CVE-2025-40778 also raises the potential for reviving cache poisoning attacks.
“Under certain circumstances, BIND is just too lenient when accepting records from answers, allowing an attacker to inject forged data into the cache,” the developers explained. “Forged records may be injected into cache during a question, which may potentially affect resolution of future queries.”
Even in such cases, the resulting fallout can be significantly more limited than the scenario envisioned by Kaminsky. One reason for that’s that authoritative servers themselves aren’t vulnerable. Further, as noted here and here by Red Hat, various other cache poisoning countermeasures remain intact. They include DNSSEC, a protection that requires DNS records to be digitally signed. Additional measures are available the shape of rate limiting and server firewalling, that are considered best practices.
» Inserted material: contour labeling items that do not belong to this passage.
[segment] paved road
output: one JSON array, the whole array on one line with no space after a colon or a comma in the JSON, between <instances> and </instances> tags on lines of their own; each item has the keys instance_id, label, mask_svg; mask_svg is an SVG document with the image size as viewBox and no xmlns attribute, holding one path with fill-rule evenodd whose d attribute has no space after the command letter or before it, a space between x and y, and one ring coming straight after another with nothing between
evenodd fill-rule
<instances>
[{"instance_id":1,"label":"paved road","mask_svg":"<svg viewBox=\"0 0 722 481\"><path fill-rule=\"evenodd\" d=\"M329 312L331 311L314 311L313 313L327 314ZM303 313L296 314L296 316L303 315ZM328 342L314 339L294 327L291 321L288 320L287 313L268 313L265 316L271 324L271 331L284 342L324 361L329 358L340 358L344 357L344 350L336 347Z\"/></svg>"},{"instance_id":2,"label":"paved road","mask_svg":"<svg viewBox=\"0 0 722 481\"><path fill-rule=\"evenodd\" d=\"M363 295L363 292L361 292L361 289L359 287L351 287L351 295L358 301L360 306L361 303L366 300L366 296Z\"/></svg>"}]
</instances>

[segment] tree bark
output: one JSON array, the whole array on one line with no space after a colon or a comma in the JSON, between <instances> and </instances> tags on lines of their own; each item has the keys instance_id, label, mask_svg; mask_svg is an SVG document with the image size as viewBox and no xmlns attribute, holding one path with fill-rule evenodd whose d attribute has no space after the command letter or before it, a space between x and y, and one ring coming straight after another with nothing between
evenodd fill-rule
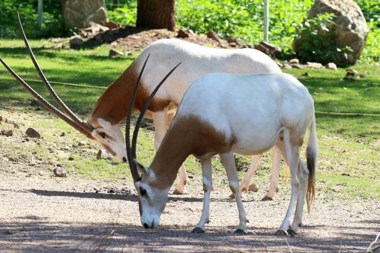
<instances>
[{"instance_id":1,"label":"tree bark","mask_svg":"<svg viewBox=\"0 0 380 253\"><path fill-rule=\"evenodd\" d=\"M138 0L136 26L174 31L174 0Z\"/></svg>"}]
</instances>

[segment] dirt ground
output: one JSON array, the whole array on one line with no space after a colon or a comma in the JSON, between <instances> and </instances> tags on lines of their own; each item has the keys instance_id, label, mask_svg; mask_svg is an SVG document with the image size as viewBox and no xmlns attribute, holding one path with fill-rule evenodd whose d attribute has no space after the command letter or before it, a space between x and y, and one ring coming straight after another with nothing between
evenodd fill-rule
<instances>
[{"instance_id":1,"label":"dirt ground","mask_svg":"<svg viewBox=\"0 0 380 253\"><path fill-rule=\"evenodd\" d=\"M0 158L1 252L360 252L380 231L380 201L322 201L305 214L294 238L274 236L285 215L289 192L260 201L260 190L245 195L249 234L236 235L238 211L228 187L212 193L206 233L191 234L200 218L201 180L194 177L188 193L170 195L159 229L140 223L132 183L52 176L36 167L26 172ZM131 191L126 190L130 189ZM110 189L115 193L111 194ZM306 213L305 210L305 213Z\"/></svg>"}]
</instances>

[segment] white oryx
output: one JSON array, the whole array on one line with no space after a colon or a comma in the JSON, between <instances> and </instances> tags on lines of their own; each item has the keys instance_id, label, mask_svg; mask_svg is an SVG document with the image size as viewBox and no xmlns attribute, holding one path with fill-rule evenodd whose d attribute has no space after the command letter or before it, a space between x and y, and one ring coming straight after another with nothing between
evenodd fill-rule
<instances>
[{"instance_id":1,"label":"white oryx","mask_svg":"<svg viewBox=\"0 0 380 253\"><path fill-rule=\"evenodd\" d=\"M0 61L12 74L49 111L87 137L101 145L119 161L126 161L125 142L120 131L119 123L126 117L126 110L133 89L134 82L141 69L144 58L149 54L154 55L147 67L152 69L142 79L138 90L134 111L140 111L149 95L154 88L159 76L168 70L172 60L182 62L182 65L153 99L146 116L153 118L155 125L155 143L157 150L170 125L175 111L190 83L200 76L212 72L236 74L281 73L280 68L269 56L251 49L220 49L199 46L176 39L156 41L147 47L133 63L103 93L97 101L87 122L76 116L54 92L38 65L28 43L21 21L19 22L22 34L32 60L41 79L63 108L63 113L45 101L19 76L17 75L2 59ZM276 147L273 154L273 172L270 189L263 199L271 199L278 190L281 154ZM242 181L240 189L246 191L258 161L262 154L254 157L249 170ZM183 193L186 184L186 172L181 165L180 176L176 193Z\"/></svg>"},{"instance_id":2,"label":"white oryx","mask_svg":"<svg viewBox=\"0 0 380 253\"><path fill-rule=\"evenodd\" d=\"M154 92L151 97L154 95ZM149 102L148 99L145 108ZM129 111L126 133L129 133L132 109L131 106ZM140 119L144 113L143 110ZM307 88L295 77L286 74L225 73L201 77L185 93L149 167L135 160L140 123L138 120L131 146L129 135L126 140L129 162L138 193L141 223L144 228L158 225L179 168L192 154L201 161L204 190L201 217L193 232L204 232L208 221L212 188L211 157L219 154L231 190L236 195L240 220L236 232L246 234L247 220L233 154L256 155L276 146L288 165L291 175L289 207L277 234L297 233L302 220L305 196L310 211L315 195L317 145L314 102ZM306 168L300 159L299 150L309 128Z\"/></svg>"}]
</instances>

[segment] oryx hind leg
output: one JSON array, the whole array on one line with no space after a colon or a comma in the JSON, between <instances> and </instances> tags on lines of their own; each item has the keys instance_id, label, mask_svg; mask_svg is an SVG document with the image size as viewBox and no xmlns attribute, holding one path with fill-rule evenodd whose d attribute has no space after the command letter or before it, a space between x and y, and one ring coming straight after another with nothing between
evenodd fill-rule
<instances>
[{"instance_id":1,"label":"oryx hind leg","mask_svg":"<svg viewBox=\"0 0 380 253\"><path fill-rule=\"evenodd\" d=\"M300 146L299 144L292 143L290 133L288 129L283 131L283 143L278 143L277 147L281 151L282 155L290 169L291 195L286 215L276 234L279 235L286 235L288 234L294 235L295 231L290 226L292 213L295 209L299 193L300 184L297 177L297 171L299 168Z\"/></svg>"},{"instance_id":2,"label":"oryx hind leg","mask_svg":"<svg viewBox=\"0 0 380 253\"><path fill-rule=\"evenodd\" d=\"M220 154L219 155L227 174L229 187L231 190L232 190L232 193L235 193L235 199L238 204L238 210L239 211L239 226L235 232L236 234L247 234L247 222L248 222L248 220L247 220L247 215L244 210L241 193L239 190L239 178L238 177L233 153L229 152Z\"/></svg>"},{"instance_id":3,"label":"oryx hind leg","mask_svg":"<svg viewBox=\"0 0 380 253\"><path fill-rule=\"evenodd\" d=\"M204 199L203 204L202 215L197 226L192 229L192 233L204 233L204 226L208 223L210 201L211 189L213 188L213 179L211 172L211 158L208 158L201 160L202 166L203 188L204 191Z\"/></svg>"},{"instance_id":4,"label":"oryx hind leg","mask_svg":"<svg viewBox=\"0 0 380 253\"><path fill-rule=\"evenodd\" d=\"M274 195L279 192L281 161L281 152L276 146L274 146L272 148L272 177L270 178L270 185L267 195L261 200L273 200Z\"/></svg>"},{"instance_id":5,"label":"oryx hind leg","mask_svg":"<svg viewBox=\"0 0 380 253\"><path fill-rule=\"evenodd\" d=\"M302 222L302 214L304 213L304 204L305 203L305 197L306 195L306 188L308 183L308 170L299 159L299 170L297 177L300 182L299 193L297 199L297 205L295 207L295 218L292 223L292 229L295 232Z\"/></svg>"}]
</instances>

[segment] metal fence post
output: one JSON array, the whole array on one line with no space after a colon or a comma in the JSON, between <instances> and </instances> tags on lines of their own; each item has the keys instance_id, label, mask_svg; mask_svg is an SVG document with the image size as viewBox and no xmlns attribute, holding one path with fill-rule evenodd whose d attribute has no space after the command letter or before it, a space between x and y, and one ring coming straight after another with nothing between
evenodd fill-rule
<instances>
[{"instance_id":1,"label":"metal fence post","mask_svg":"<svg viewBox=\"0 0 380 253\"><path fill-rule=\"evenodd\" d=\"M268 42L269 34L269 0L264 0L264 40Z\"/></svg>"},{"instance_id":2,"label":"metal fence post","mask_svg":"<svg viewBox=\"0 0 380 253\"><path fill-rule=\"evenodd\" d=\"M42 28L42 13L44 10L44 2L43 0L38 0L38 30Z\"/></svg>"}]
</instances>

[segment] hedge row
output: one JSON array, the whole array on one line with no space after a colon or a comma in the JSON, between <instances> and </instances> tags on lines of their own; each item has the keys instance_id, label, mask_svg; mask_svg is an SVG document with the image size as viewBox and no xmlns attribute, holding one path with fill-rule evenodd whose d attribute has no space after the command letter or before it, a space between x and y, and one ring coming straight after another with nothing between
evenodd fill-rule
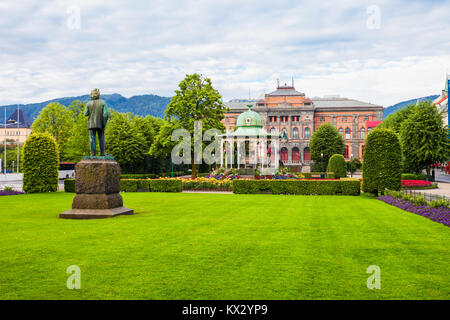
<instances>
[{"instance_id":1,"label":"hedge row","mask_svg":"<svg viewBox=\"0 0 450 320\"><path fill-rule=\"evenodd\" d=\"M342 180L234 180L233 193L360 195L358 179Z\"/></svg>"},{"instance_id":2,"label":"hedge row","mask_svg":"<svg viewBox=\"0 0 450 320\"><path fill-rule=\"evenodd\" d=\"M120 191L123 192L181 192L181 180L175 179L121 179ZM64 180L64 191L75 192L75 180Z\"/></svg>"},{"instance_id":3,"label":"hedge row","mask_svg":"<svg viewBox=\"0 0 450 320\"><path fill-rule=\"evenodd\" d=\"M402 180L427 180L425 174L402 173Z\"/></svg>"},{"instance_id":4,"label":"hedge row","mask_svg":"<svg viewBox=\"0 0 450 320\"><path fill-rule=\"evenodd\" d=\"M327 179L334 179L336 177L334 172L301 172L301 174L305 179L313 178L315 176L319 177L321 175L325 175Z\"/></svg>"}]
</instances>

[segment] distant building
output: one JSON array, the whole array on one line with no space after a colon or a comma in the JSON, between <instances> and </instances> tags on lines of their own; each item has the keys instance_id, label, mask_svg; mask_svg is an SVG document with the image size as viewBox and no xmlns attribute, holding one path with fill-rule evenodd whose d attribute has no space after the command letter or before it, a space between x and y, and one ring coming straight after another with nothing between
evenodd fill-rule
<instances>
[{"instance_id":1,"label":"distant building","mask_svg":"<svg viewBox=\"0 0 450 320\"><path fill-rule=\"evenodd\" d=\"M445 77L445 85L439 97L437 97L433 103L436 107L439 108L440 111L443 111L442 121L444 122L444 126L448 125L448 82L450 80L450 76L447 75Z\"/></svg>"},{"instance_id":2,"label":"distant building","mask_svg":"<svg viewBox=\"0 0 450 320\"><path fill-rule=\"evenodd\" d=\"M248 110L249 102L225 103L230 109L223 123L227 132L236 127L236 119ZM364 142L368 132L383 118L383 107L339 96L308 98L292 85L278 85L276 90L265 94L264 99L253 102L251 109L258 112L264 129L272 133L278 130L280 160L285 166L311 164L309 141L317 128L331 123L344 137L346 159L362 159Z\"/></svg>"},{"instance_id":3,"label":"distant building","mask_svg":"<svg viewBox=\"0 0 450 320\"><path fill-rule=\"evenodd\" d=\"M2 110L3 111L3 110ZM19 125L17 125L19 121ZM19 144L25 143L28 136L31 134L31 120L27 117L23 109L14 109L14 112L6 120L6 127L4 123L0 123L0 141L19 142Z\"/></svg>"}]
</instances>

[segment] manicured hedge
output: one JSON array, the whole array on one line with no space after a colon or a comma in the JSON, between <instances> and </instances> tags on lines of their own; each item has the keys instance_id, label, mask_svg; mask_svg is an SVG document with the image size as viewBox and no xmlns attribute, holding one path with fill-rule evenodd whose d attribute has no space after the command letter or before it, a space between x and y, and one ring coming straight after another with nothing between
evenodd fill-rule
<instances>
[{"instance_id":1,"label":"manicured hedge","mask_svg":"<svg viewBox=\"0 0 450 320\"><path fill-rule=\"evenodd\" d=\"M299 194L299 195L354 195L360 194L358 179L342 180L233 180L237 194Z\"/></svg>"},{"instance_id":2,"label":"manicured hedge","mask_svg":"<svg viewBox=\"0 0 450 320\"><path fill-rule=\"evenodd\" d=\"M181 192L181 180L175 179L121 179L120 191L123 192Z\"/></svg>"},{"instance_id":3,"label":"manicured hedge","mask_svg":"<svg viewBox=\"0 0 450 320\"><path fill-rule=\"evenodd\" d=\"M342 154L333 154L328 160L327 171L334 172L336 178L344 178L347 176L347 166L345 158Z\"/></svg>"},{"instance_id":4,"label":"manicured hedge","mask_svg":"<svg viewBox=\"0 0 450 320\"><path fill-rule=\"evenodd\" d=\"M402 180L427 180L425 174L402 173Z\"/></svg>"},{"instance_id":5,"label":"manicured hedge","mask_svg":"<svg viewBox=\"0 0 450 320\"><path fill-rule=\"evenodd\" d=\"M59 151L48 133L33 133L23 147L23 191L58 191Z\"/></svg>"},{"instance_id":6,"label":"manicured hedge","mask_svg":"<svg viewBox=\"0 0 450 320\"><path fill-rule=\"evenodd\" d=\"M375 129L364 148L363 191L378 195L384 190L400 190L402 148L391 129Z\"/></svg>"},{"instance_id":7,"label":"manicured hedge","mask_svg":"<svg viewBox=\"0 0 450 320\"><path fill-rule=\"evenodd\" d=\"M65 192L75 192L75 179L65 179L64 180L64 191Z\"/></svg>"}]
</instances>

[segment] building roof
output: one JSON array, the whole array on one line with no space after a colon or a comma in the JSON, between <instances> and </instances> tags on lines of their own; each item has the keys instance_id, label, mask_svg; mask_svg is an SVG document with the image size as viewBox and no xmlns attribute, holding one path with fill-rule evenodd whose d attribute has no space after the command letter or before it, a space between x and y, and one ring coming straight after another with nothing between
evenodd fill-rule
<instances>
[{"instance_id":1,"label":"building roof","mask_svg":"<svg viewBox=\"0 0 450 320\"><path fill-rule=\"evenodd\" d=\"M18 115L18 116L17 116ZM6 121L6 128L17 128L17 118L19 118L19 128L30 128L31 124L33 123L23 112L23 109L19 109L19 112L17 113L17 109L14 110L14 112L9 116L8 120ZM5 127L5 124L0 124L1 128Z\"/></svg>"},{"instance_id":2,"label":"building roof","mask_svg":"<svg viewBox=\"0 0 450 320\"><path fill-rule=\"evenodd\" d=\"M304 97L305 94L302 92L298 92L295 90L294 86L288 86L287 84L284 84L284 86L278 86L277 90L267 94L267 96L302 96Z\"/></svg>"},{"instance_id":3,"label":"building roof","mask_svg":"<svg viewBox=\"0 0 450 320\"><path fill-rule=\"evenodd\" d=\"M363 102L348 98L330 97L330 98L312 98L311 100L316 108L381 107L379 105L372 104L369 102Z\"/></svg>"}]
</instances>

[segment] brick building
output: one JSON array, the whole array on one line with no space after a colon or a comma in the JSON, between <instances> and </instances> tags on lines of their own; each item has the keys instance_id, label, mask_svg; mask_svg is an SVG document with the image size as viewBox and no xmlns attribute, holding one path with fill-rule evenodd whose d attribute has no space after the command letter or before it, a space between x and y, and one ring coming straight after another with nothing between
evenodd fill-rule
<instances>
[{"instance_id":1,"label":"brick building","mask_svg":"<svg viewBox=\"0 0 450 320\"><path fill-rule=\"evenodd\" d=\"M310 165L309 141L317 128L331 123L345 140L345 158L362 159L365 137L383 118L383 107L367 102L337 96L308 98L298 92L294 84L278 85L265 94L264 99L253 101L252 110L260 114L268 132L278 130L282 139L280 159L286 166ZM248 110L248 102L225 103L230 109L223 123L227 132L236 127L236 119Z\"/></svg>"}]
</instances>

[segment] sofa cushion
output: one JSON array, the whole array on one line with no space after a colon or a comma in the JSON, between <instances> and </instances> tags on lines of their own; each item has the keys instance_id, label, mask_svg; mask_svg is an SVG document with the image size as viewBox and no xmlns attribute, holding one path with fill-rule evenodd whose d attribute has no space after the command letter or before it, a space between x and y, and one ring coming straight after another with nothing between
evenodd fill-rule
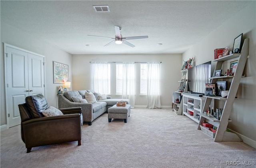
<instances>
[{"instance_id":1,"label":"sofa cushion","mask_svg":"<svg viewBox=\"0 0 256 168\"><path fill-rule=\"evenodd\" d=\"M83 99L85 99L85 98L84 97L84 95L85 94L85 92L87 92L86 90L80 90L78 91L79 94L82 95L82 98Z\"/></svg>"},{"instance_id":2,"label":"sofa cushion","mask_svg":"<svg viewBox=\"0 0 256 168\"><path fill-rule=\"evenodd\" d=\"M80 102L81 103L88 103L88 102L85 99L83 99L80 100Z\"/></svg>"},{"instance_id":3,"label":"sofa cushion","mask_svg":"<svg viewBox=\"0 0 256 168\"><path fill-rule=\"evenodd\" d=\"M98 102L105 102L107 103L107 105L108 106L113 106L115 104L116 104L117 102L121 102L121 100L126 102L127 104L130 104L130 100L128 99L107 99L104 100L99 100Z\"/></svg>"},{"instance_id":4,"label":"sofa cushion","mask_svg":"<svg viewBox=\"0 0 256 168\"><path fill-rule=\"evenodd\" d=\"M71 97L77 96L80 95L79 92L76 90L64 92L64 93L63 93L63 96L67 99L68 99L70 102L73 102Z\"/></svg>"},{"instance_id":5,"label":"sofa cushion","mask_svg":"<svg viewBox=\"0 0 256 168\"><path fill-rule=\"evenodd\" d=\"M97 102L95 96L92 93L86 92L85 92L84 97L85 97L85 99L87 100L89 103L93 103Z\"/></svg>"},{"instance_id":6,"label":"sofa cushion","mask_svg":"<svg viewBox=\"0 0 256 168\"><path fill-rule=\"evenodd\" d=\"M74 102L77 103L80 103L80 100L83 99L81 95L79 95L77 96L72 96L71 97L71 98Z\"/></svg>"},{"instance_id":7,"label":"sofa cushion","mask_svg":"<svg viewBox=\"0 0 256 168\"><path fill-rule=\"evenodd\" d=\"M34 118L44 117L42 112L49 107L46 99L42 94L26 97L25 101Z\"/></svg>"},{"instance_id":8,"label":"sofa cushion","mask_svg":"<svg viewBox=\"0 0 256 168\"><path fill-rule=\"evenodd\" d=\"M56 115L63 115L63 113L60 110L52 106L49 106L48 109L42 111L42 113L46 117L55 116Z\"/></svg>"},{"instance_id":9,"label":"sofa cushion","mask_svg":"<svg viewBox=\"0 0 256 168\"><path fill-rule=\"evenodd\" d=\"M99 95L98 98L98 100L102 100L107 99L107 96L105 94Z\"/></svg>"},{"instance_id":10,"label":"sofa cushion","mask_svg":"<svg viewBox=\"0 0 256 168\"><path fill-rule=\"evenodd\" d=\"M107 103L105 102L97 102L94 103L93 104L99 104L101 106L101 108L104 108L107 106Z\"/></svg>"}]
</instances>

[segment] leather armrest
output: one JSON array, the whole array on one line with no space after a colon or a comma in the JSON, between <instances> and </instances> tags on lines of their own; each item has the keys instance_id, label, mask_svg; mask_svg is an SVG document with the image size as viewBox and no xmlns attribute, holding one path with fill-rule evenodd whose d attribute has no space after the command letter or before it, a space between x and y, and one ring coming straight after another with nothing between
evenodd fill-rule
<instances>
[{"instance_id":1,"label":"leather armrest","mask_svg":"<svg viewBox=\"0 0 256 168\"><path fill-rule=\"evenodd\" d=\"M79 118L80 117L80 114L65 114L64 115L57 115L50 117L42 117L36 118L29 120L26 121L22 123L23 125L33 123L38 123L39 122L54 122L56 120L68 119L69 118Z\"/></svg>"}]
</instances>

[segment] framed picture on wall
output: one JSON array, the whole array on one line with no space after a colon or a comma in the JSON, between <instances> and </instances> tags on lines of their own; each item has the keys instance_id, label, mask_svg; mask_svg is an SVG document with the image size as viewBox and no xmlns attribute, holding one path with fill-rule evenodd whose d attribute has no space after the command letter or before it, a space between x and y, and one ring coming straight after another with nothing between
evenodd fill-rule
<instances>
[{"instance_id":1,"label":"framed picture on wall","mask_svg":"<svg viewBox=\"0 0 256 168\"><path fill-rule=\"evenodd\" d=\"M53 83L63 83L68 80L68 65L53 62Z\"/></svg>"},{"instance_id":2,"label":"framed picture on wall","mask_svg":"<svg viewBox=\"0 0 256 168\"><path fill-rule=\"evenodd\" d=\"M220 76L221 75L221 71L222 71L222 69L220 69L220 70L216 70L214 71L214 77L218 77Z\"/></svg>"},{"instance_id":3,"label":"framed picture on wall","mask_svg":"<svg viewBox=\"0 0 256 168\"><path fill-rule=\"evenodd\" d=\"M228 81L216 82L216 96L221 96L221 92L227 90Z\"/></svg>"},{"instance_id":4,"label":"framed picture on wall","mask_svg":"<svg viewBox=\"0 0 256 168\"><path fill-rule=\"evenodd\" d=\"M233 47L233 52L234 53L240 53L241 51L241 43L242 38L243 37L243 33L237 36L234 41L234 46Z\"/></svg>"}]
</instances>

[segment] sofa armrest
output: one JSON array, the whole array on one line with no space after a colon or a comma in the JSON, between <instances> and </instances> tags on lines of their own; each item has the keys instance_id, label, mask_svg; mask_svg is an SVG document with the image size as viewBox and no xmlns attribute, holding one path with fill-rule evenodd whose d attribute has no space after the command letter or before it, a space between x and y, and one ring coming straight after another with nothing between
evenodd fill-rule
<instances>
[{"instance_id":1,"label":"sofa armrest","mask_svg":"<svg viewBox=\"0 0 256 168\"><path fill-rule=\"evenodd\" d=\"M81 139L80 114L34 118L22 124L27 148Z\"/></svg>"},{"instance_id":2,"label":"sofa armrest","mask_svg":"<svg viewBox=\"0 0 256 168\"><path fill-rule=\"evenodd\" d=\"M82 107L77 107L64 108L59 109L64 114L82 113Z\"/></svg>"},{"instance_id":3,"label":"sofa armrest","mask_svg":"<svg viewBox=\"0 0 256 168\"><path fill-rule=\"evenodd\" d=\"M58 94L58 105L59 108L80 107L84 122L92 122L93 120L92 104L70 102L62 94Z\"/></svg>"}]
</instances>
“Because exploitation is non-trivial, requires network-level spoofing and precise timing, and only affects cache integrity without server compromise, the vulnerability is taken into account Necessary somewhat than Critical,” Red Hat wrote in its disclosure of CVE-2025-40780.
The vulnerabilities nonetheless have the potential to cause harm in some organizations. Patches for all three needs to be installed as soon as practicable.